Interspersed in the text there are several author’s notes. Many are extensive. In them, the author discusses some of the difficulties and enigmas of writing crime fiction after about two hundred years of the genre and a twentieth century that has it crawling out of the woodwork and everyone’s brains. If this sounds dull, it isn’t. The author’s comments are witty, insightful, learned, irreverent, written with great verve and inventiveness, and often very funny. They themselves involve motifs drawn from relevant genres: the mysterious stranger who offers to narrate the piece, the author’s own increasing unease, his confrontations with the sinister stranger-narrator, his probable disposal of the tough-talking, out-of-control alter ego. As a crash course in the contexts of anyone’s writing a crime novel (or reading one) these days, you could hardly do better.

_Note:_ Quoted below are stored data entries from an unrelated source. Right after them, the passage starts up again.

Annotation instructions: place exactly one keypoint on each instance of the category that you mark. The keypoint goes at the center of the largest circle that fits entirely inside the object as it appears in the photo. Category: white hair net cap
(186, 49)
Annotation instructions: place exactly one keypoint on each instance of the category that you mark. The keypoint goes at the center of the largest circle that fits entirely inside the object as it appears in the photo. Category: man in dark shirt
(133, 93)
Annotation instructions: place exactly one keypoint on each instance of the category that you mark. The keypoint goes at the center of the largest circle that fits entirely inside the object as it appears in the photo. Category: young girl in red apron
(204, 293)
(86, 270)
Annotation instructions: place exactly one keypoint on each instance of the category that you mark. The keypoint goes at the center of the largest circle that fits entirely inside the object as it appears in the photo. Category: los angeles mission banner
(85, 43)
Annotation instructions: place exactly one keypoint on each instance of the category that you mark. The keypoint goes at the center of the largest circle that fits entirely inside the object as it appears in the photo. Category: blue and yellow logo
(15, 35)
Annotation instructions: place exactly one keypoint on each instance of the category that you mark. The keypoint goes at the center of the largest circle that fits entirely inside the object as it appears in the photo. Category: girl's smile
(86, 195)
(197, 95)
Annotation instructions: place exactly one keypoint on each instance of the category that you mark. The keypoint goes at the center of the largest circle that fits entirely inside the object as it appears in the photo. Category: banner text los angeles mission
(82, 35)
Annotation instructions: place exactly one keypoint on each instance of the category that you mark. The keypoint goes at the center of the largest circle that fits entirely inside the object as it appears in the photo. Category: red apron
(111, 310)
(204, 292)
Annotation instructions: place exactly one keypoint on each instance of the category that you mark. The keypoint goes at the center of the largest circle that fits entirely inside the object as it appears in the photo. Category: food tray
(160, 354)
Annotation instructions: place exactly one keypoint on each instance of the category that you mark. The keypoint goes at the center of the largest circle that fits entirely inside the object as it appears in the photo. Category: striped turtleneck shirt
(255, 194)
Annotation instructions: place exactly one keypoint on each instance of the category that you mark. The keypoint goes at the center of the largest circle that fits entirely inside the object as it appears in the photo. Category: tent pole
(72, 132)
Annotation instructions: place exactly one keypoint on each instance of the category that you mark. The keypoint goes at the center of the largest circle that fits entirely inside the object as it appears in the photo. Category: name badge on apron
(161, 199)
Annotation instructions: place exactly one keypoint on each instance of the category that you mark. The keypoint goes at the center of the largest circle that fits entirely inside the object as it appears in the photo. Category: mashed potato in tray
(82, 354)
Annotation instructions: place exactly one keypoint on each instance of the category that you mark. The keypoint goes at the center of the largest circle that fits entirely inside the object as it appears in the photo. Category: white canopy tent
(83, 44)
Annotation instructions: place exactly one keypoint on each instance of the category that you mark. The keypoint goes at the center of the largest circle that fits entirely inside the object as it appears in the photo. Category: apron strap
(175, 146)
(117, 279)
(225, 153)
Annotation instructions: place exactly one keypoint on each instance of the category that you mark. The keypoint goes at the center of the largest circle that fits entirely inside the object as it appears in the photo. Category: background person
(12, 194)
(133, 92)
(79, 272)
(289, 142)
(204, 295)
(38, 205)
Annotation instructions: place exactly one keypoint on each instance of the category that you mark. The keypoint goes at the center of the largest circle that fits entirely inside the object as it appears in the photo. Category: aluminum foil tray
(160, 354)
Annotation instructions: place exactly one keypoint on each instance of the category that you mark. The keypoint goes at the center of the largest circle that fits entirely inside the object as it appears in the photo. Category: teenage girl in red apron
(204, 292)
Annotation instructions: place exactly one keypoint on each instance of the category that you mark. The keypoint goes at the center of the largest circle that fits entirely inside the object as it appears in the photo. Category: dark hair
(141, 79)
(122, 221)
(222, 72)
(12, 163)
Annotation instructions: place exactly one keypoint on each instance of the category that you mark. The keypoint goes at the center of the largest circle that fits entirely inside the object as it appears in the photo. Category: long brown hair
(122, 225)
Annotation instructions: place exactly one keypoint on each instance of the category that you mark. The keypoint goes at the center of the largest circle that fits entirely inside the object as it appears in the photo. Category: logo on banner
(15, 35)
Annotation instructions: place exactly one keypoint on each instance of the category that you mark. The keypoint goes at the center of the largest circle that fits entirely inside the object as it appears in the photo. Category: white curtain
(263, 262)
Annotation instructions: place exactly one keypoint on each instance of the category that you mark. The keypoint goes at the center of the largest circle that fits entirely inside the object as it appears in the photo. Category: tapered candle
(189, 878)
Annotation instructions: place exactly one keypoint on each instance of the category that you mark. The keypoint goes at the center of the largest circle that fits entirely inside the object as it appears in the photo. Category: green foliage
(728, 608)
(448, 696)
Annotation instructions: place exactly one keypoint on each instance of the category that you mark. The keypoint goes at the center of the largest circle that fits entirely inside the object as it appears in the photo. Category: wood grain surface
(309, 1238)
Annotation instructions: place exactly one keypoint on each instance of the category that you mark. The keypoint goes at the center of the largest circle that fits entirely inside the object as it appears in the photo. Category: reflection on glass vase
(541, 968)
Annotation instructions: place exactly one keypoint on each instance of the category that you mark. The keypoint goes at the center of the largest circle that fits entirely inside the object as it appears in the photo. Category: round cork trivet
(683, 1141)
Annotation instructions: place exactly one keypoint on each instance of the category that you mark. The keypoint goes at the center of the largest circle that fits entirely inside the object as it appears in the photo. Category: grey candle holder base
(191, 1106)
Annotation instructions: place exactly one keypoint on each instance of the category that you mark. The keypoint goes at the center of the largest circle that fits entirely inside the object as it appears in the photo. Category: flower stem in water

Crown of Beaks is a good read (cliché again, I know) in the broadest sense. It offers a complex and absorbing tale; it never bores you; it is intelligent and insightful, and funny too; it touches one or two raw nerves; it pushes the envelope. It is an impressive addition to Martiny’s diverse (and yet, I think, related) fictions.
Review by David Malcolm.
Crown of Beaks by Erik Martiny is available from River Boat Books.